Michael Przybylski, Department of Chemistry and Steinbeis Research Center for Biopolymer Chemistry & Biomolecular Mass Spectrometry, University of Konstanz
A large variety of cellular processes are based on the formation and dynamics of multi- and supramolecular protein assemblies, and several diseases, previously thought to be unrelated, such as cancer and neurodegenerative diseases, are characterised by “misfolded” protein aggregates.
Chemical structures and reaction pathways of pathophysiological aggregates are only poorly characterised at present. “Soft-ionisation” mass spectrometry (MS), such as HPLC-electrospray-MS, is often unsuitable to direct analysis of reaction pathways and intermediates in aggregation. Recently, ion mobility- MS (IM-MS) has been emerging as a new tool for analysis of protein aggregation due to its concentration-independent gas phase separation capability.

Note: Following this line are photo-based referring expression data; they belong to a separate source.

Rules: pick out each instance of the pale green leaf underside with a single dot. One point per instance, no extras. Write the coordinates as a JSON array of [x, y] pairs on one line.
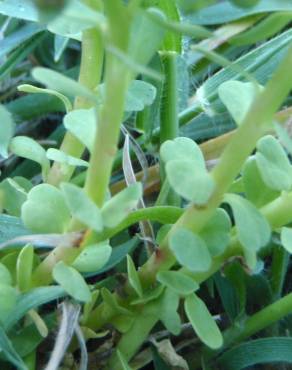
[[190, 250]]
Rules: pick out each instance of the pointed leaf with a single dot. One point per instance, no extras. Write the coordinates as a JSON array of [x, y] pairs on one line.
[[62, 84], [273, 164], [140, 94], [72, 282], [93, 258], [216, 233], [190, 250], [238, 97], [202, 322], [5, 275], [144, 28], [45, 210], [133, 277], [168, 311], [9, 351], [24, 267], [82, 207]]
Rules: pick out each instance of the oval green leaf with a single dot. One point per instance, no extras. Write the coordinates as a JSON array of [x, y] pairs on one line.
[[190, 250], [177, 281], [82, 207], [117, 208], [202, 322], [71, 281]]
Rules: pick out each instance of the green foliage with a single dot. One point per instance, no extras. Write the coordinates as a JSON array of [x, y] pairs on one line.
[[82, 207], [273, 164], [190, 250], [45, 210], [72, 282], [91, 93], [202, 322], [7, 131], [93, 258]]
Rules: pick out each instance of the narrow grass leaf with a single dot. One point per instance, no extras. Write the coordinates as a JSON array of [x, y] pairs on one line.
[[216, 233], [133, 276], [253, 229], [45, 210], [255, 189], [82, 123], [93, 258], [62, 84], [6, 131], [286, 238], [34, 298], [28, 148], [37, 90], [168, 311], [24, 267], [8, 295]]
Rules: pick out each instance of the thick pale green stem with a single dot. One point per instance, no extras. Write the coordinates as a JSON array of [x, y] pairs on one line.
[[90, 74]]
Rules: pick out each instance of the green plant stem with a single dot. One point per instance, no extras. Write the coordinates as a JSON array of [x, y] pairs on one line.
[[89, 76], [280, 263]]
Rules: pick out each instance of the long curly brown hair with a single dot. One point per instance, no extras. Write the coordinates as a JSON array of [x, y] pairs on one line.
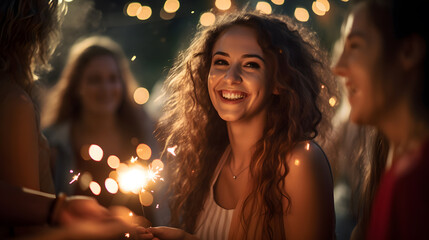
[[296, 69], [29, 33]]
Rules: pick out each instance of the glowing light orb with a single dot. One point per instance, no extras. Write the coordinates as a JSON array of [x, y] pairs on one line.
[[141, 95], [111, 185], [264, 7], [132, 179], [146, 199], [323, 5], [144, 13], [113, 161], [171, 6], [95, 188], [301, 14], [278, 2], [223, 4], [297, 162], [95, 152], [207, 19], [133, 8], [317, 10], [143, 151]]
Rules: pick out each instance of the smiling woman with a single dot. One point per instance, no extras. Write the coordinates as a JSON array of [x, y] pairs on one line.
[[245, 102]]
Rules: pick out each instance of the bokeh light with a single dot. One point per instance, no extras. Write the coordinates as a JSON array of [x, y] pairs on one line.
[[332, 101], [223, 4], [207, 19], [146, 199], [95, 188], [264, 7], [133, 8], [113, 161], [84, 180], [141, 95], [111, 185], [301, 14], [95, 152], [278, 2], [144, 13], [171, 6], [143, 151]]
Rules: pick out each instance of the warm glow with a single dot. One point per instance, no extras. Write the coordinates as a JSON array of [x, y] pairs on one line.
[[84, 152], [133, 9], [264, 7], [297, 162], [143, 151], [144, 13], [95, 152], [301, 14], [146, 198], [317, 10], [132, 179], [326, 6], [171, 6], [332, 101], [165, 15], [207, 19], [223, 4], [113, 161], [95, 188], [84, 180], [172, 150], [278, 2], [111, 185], [141, 95], [157, 164]]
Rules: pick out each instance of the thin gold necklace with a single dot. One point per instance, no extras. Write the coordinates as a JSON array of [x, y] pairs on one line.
[[235, 176]]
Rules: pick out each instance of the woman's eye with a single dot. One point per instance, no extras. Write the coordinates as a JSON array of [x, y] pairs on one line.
[[220, 62], [252, 65]]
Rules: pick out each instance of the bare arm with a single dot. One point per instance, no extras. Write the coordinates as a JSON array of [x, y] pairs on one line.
[[309, 185], [19, 154]]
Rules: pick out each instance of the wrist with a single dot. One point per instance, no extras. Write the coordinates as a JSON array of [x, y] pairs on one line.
[[56, 208]]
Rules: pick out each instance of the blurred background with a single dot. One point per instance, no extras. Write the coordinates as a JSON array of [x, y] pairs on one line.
[[152, 32]]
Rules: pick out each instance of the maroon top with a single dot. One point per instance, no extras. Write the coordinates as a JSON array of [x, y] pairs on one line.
[[401, 207]]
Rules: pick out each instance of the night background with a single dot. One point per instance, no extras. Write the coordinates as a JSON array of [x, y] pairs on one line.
[[156, 41]]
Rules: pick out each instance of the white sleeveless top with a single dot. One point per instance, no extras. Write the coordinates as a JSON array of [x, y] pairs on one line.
[[214, 221]]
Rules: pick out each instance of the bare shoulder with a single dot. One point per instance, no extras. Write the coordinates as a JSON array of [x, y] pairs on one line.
[[14, 99], [308, 158]]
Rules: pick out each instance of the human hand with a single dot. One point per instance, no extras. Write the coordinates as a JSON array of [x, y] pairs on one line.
[[78, 208]]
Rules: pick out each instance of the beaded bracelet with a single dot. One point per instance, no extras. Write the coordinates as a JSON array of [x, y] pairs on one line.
[[56, 208]]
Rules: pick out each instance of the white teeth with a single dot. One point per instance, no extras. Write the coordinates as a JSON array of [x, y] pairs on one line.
[[232, 96]]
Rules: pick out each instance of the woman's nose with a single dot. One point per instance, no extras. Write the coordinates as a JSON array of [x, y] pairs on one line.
[[233, 74]]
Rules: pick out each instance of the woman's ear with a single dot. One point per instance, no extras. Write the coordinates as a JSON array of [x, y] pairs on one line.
[[412, 52]]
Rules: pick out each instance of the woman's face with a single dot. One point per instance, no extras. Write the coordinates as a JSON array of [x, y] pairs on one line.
[[236, 81], [101, 86], [360, 64]]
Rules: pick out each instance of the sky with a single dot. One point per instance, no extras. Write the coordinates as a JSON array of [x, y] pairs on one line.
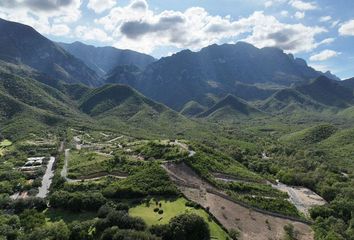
[[320, 31]]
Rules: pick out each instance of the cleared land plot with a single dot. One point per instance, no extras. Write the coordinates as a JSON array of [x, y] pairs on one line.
[[302, 198], [54, 215], [5, 143], [172, 208], [253, 225], [84, 163]]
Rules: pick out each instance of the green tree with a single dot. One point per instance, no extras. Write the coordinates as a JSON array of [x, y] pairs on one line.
[[188, 227]]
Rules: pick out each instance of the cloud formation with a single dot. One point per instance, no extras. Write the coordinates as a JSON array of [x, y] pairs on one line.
[[137, 27], [41, 5], [99, 6], [324, 55], [347, 28], [302, 5]]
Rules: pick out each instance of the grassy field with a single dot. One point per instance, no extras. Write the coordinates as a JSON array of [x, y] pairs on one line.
[[172, 208], [3, 144], [83, 163], [54, 215]]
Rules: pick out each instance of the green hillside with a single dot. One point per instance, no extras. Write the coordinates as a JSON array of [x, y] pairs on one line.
[[230, 108], [192, 109], [310, 135]]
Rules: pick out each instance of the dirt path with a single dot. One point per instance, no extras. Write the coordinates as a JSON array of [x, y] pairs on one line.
[[43, 190], [302, 198], [253, 225]]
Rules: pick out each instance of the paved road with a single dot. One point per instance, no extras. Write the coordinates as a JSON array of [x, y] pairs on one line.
[[64, 171], [47, 179]]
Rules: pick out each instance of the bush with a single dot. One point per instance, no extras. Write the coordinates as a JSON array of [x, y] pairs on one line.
[[188, 227]]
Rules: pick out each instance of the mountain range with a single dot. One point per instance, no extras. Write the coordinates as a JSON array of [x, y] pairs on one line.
[[239, 69], [104, 59], [47, 83]]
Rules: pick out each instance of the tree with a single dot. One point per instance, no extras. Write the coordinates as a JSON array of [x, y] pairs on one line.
[[188, 227], [30, 219]]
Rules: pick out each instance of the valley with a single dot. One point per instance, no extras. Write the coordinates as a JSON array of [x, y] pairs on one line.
[[103, 143]]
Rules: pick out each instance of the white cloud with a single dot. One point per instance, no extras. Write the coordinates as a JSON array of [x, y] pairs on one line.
[[324, 55], [326, 41], [284, 13], [267, 31], [347, 28], [47, 17], [299, 15], [100, 6], [59, 30], [94, 34], [325, 18], [268, 4], [137, 27], [302, 5], [334, 23]]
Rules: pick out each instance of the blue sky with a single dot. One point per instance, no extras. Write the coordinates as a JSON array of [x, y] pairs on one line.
[[320, 31]]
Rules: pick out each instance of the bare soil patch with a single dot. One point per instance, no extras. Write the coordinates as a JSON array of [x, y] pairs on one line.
[[252, 225]]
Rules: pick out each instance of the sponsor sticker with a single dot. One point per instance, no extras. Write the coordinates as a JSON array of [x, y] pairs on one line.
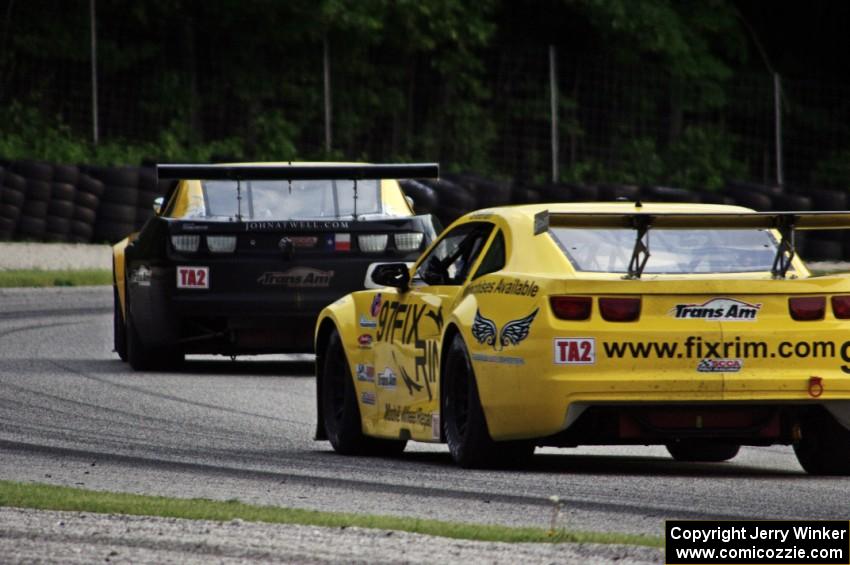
[[484, 331], [342, 242], [297, 277], [365, 373], [296, 225], [303, 241], [387, 379], [375, 308], [193, 277], [717, 310], [503, 359], [407, 415], [141, 276], [575, 350], [720, 365]]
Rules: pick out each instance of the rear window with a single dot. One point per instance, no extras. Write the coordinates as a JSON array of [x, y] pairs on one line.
[[281, 200], [671, 251]]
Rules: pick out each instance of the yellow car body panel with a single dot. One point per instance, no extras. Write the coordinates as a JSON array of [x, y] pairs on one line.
[[537, 387]]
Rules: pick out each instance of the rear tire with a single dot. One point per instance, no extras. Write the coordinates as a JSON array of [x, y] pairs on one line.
[[703, 451], [144, 358], [341, 411], [824, 445], [464, 423]]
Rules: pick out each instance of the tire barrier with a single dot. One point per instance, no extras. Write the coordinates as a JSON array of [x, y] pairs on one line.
[[60, 202], [12, 199]]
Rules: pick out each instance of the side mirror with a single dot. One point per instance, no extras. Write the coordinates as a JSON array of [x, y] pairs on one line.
[[392, 274]]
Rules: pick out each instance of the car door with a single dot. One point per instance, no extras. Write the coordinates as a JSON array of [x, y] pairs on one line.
[[410, 324]]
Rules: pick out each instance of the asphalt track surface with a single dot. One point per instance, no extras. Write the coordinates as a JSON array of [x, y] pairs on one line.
[[72, 414]]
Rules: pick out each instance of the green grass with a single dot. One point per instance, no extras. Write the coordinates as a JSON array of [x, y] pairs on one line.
[[49, 497], [37, 277]]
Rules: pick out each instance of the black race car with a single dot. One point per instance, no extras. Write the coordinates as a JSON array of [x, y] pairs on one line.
[[240, 259]]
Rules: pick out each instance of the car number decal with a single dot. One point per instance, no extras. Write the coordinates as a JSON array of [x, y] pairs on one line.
[[575, 351], [193, 277]]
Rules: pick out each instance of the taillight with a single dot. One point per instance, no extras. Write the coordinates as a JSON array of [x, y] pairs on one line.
[[407, 241], [571, 307], [619, 309], [372, 243], [186, 243], [807, 308], [221, 243], [841, 307]]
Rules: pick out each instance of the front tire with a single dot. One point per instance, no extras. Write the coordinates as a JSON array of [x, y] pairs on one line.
[[340, 408], [823, 446], [702, 451], [465, 426]]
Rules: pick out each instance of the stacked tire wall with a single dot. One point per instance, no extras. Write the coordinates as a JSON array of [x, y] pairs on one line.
[[76, 203], [57, 202]]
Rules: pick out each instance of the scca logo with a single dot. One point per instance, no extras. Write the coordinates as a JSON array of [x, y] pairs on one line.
[[575, 351]]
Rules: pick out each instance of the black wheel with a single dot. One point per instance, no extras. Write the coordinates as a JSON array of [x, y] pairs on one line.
[[144, 358], [119, 329], [464, 424], [699, 450], [823, 446], [340, 409]]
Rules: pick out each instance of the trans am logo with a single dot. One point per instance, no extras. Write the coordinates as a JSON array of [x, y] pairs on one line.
[[485, 332], [297, 277], [718, 310]]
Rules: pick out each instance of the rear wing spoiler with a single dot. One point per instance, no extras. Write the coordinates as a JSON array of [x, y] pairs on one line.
[[298, 172], [784, 222]]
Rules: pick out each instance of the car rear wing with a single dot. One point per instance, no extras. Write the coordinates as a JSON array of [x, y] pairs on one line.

First applications of IM-MS to the in vitro oligomerization of α-synuclein (αSyn) and ß-amyloid (Aß), key proteins for Parkinson’s disease and Alzheimer’s disease, enabled the identification of hitherto unknown degradation and aggregation products. Time- dependent studies of the in vitro oligomerization- aggregation of αSyn provided the first identification of a specific autoproteolytic fragmentation, particularly a highly aggregation-prone fragment by cleavage at V71/T72 in the ß-breaking triplett VVT(70-72) in the central aggregation domain [1].
The corresponding recombinant αSyn(72-140) fragment showed substantially faster aggregation and high neurotoxicity compared to the intact protein. The recent development of combined, online bioaffinity-MS methods [2] enabled first direct (“top-down”) structural studies in vivo, such as from brain homogenate. Applications of affinity-MS will be discussed using epitope-specific αSyn- antibodies [3] for the characterization of oligomers and interactions in vivo.
Most recently, specific mutations of the central (70-72) triplett in synucleins, and affinity-MS provided breakthrough results, such as mutation of the VFS(70-72) triplett from physiological ßSyn into αSyn completely abolished neurotoxic aggregation [4]. These results suggest ion mobility- MS and affinity-MS as powerful tools for the molecular elucidation of structures and intermediates of polypeptide aggregation, providing a basis for (i), the molecular study of oligomerizationaggregation pathways, and (ii), the design of peptides capable of inhibiting or modifying aggregation.
[1] Vlad, C. et al., (2011) ChemBiochem. 12, 2740-2744.
[2] Dragusanu, M., et al. (2010) J. Am. Soc. Mass Spectrom. 21, 1643-1648.
[3] McLaurin, J., et al. (2002) Nature Med. 8: 1263-1269
[4] Przybylski, M. et al. (2013) submitted for publication.